蕭阜嶼對於禁宮中的事情沒有太多的了解。


    對於那位名義上的嶽母桓皇後,最多也隻是從情報網那裏收到一些冷靜客觀、不摻雜私人情感臆斷的結語斷言,而沒有更多人性化的切實感受。但從昭陽公主的身上,他意識到桓皇後對於昭陽而言是非常重要的人物,甚至可以說是僅次於她的生母莊懿淑妃的地位。


    “如果你這樣想,那我就明白了。”他撫弄著昭陽垂在耳邊的發絲,以溫和的語氣同她說話。


    昭陽顯然是自昨夜開始就受驚不寧,她不明白蕭阜嶼對於她的態度轉變究竟是起源於何。他似乎與那個在獵場中冷漠無情的形象相去甚遠,無論是傳聞中那個在北境說一不二的冷麵殺神,還是上一世她親眼所見血色染盔的逆星叛將,都與眼前人無法重疊在一起。


    於是她在蕭阜嶼極度寬容溫柔的眼神裏受到了蠱惑,不知不覺吐露了真實的心聲。


    “你好像對我很好。”


    “是嗎?”


    “為什麽?”她看向那雙藏著寵溺意思的黑眸,感到了絲絲點點的困惑。這並不是適合談情說愛的時刻,而她也沒有懷著太多兒女情長的心思,她隻是在恐懼不安中找不到來路,亦迷失了方向,在掙紮與抗拒中不小心丟失了冷靜和自持。

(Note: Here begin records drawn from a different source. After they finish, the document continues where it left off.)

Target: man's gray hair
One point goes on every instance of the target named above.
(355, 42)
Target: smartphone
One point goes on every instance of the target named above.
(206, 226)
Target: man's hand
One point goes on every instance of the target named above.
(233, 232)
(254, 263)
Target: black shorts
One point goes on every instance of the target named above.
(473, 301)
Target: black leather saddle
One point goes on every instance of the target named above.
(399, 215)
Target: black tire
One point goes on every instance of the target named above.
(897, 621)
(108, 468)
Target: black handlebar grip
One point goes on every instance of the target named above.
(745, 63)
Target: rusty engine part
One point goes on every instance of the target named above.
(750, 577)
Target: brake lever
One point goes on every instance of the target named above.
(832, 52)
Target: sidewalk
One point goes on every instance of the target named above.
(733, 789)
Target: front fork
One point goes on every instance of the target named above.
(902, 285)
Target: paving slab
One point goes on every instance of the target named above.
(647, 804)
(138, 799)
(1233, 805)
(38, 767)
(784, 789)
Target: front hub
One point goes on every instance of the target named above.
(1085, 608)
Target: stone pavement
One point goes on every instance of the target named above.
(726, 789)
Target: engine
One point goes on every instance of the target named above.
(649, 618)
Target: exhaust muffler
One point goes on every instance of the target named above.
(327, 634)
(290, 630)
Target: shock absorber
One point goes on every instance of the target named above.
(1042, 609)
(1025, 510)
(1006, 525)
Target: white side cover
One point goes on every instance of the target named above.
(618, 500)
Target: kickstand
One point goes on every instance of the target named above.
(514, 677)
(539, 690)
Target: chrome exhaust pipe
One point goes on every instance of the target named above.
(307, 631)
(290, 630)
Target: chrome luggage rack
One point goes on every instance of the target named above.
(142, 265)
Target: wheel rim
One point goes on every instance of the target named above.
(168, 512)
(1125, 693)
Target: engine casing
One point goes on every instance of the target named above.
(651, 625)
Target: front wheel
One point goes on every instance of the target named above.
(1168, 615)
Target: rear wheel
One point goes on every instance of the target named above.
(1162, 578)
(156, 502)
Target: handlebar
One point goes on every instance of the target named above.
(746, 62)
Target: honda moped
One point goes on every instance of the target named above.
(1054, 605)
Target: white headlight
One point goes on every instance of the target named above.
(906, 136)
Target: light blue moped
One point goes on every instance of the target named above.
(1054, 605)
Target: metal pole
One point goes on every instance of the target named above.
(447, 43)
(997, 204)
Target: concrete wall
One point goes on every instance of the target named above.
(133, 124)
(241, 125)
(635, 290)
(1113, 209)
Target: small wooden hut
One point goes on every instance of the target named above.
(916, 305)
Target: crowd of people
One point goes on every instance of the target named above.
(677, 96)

    蕭阜嶼沒有迴答她的話。或許是他也沒有得到答案,隻是憑著本性本願這樣下意識地去做了。擁抱也好,嗬護也好,親昵也好,都像是身處那樣的場景之下,大腦與身體最自然的反饋和舉動,而沒有受到太多理智的牽絆與管束。


    但他貫是會故作深沉的。於是他隻收攏了雙手將她在懷裏攬得更緊些,鼻尖湊在她的耳畔發絲旁,輕輕在她的耳廓邊緣掠過。昭陽身上淡淡的馨香,像是從遙遠的山間芳草地桃花林中越過千山萬水呈到他的麵前,並不如同那些長在玉璋殿室裏受著金玉奉養而長起來的宗室公主,更多了一分淳和純粹。


    昭陽咬著下嘴唇,依舊保持著仰頭看著他的姿勢。他與她相離極盡,幾乎是昭陽再往前多挪動一些,就能把整個腦袋都依偎在他的肩膀上。她似乎是忽然學到了什麽,當她鼓起勇氣從他的懷抱裏抽出雙手,在他略帶不滿的眼神裏將纖細的手掌按在了他的兩側臉頰上。


    她掰正他的臉龐,使他的臉正對著她的。


    “你是有一點兒喜歡我的。對不對?”她的鼻音混雜在啞啞甜甜的嗓音裏,叫蕭阜嶼幾乎完全把注意力都放在了她的身上,難以分出精力去深思她話裏潛藏著的陷阱與小心機。


    “嗯?”蕭阜嶼裝傻,同樣以簡單的鼻音含糊不清地答複她。


    昭陽嘟著嘴,模仿著自己從前向桓皇後任性撒嬌的樣子。她的心完全是在發顫的,手掌也漸漸冰冷下去,可是在臉麵上依然要充作一副單純不諳世事的樣子。


    “即使是不懂事的昭陽,驕橫使氣的昭陽,蠻不講理的昭陽,你也會喜歡的。我什麽樣子你都喜歡,對不對?”


    蕭阜嶼伸手按在她的腦袋上,用力地往下壓了一下。


    “或許我要再多考慮一下。”


    “不許考慮!”昭陽揚高了聲音,順勢把手放在他的肩頭狠狠地推了他一把,繼而聲音又低落下去,可憐巴巴地說,“昭陽離開了禁宮,就沒有母後的保護了。如果你不能保護我,昭陽就要像枝頭嬌軟脆弱的花朵似的,開敗了時節便毫無抵抗能力地墜落枝頭,淪入沉泥。”


    蕭阜嶼真的對昭陽沒有什麽戒備之心。在他看來,昭陽就隻是一個單純長在皇家的公主罷了。縱然的確是身世可憐了一些,但那與旁人的痛苦掙紮比起來,簡直就像是三流墨客無病呻吟的風雅詩詞罷了。


    他哪裏會知道,眼前的女孩子曾是經曆了一世淒涼苦寂,在毫無人氣的掖幽廷冷宮中磨去了內心全部的怯弱與無知,長出了滿身的荊棘與利刺,才終於重新來到這一世間,來到他的麵前,重新麵對他的整個人。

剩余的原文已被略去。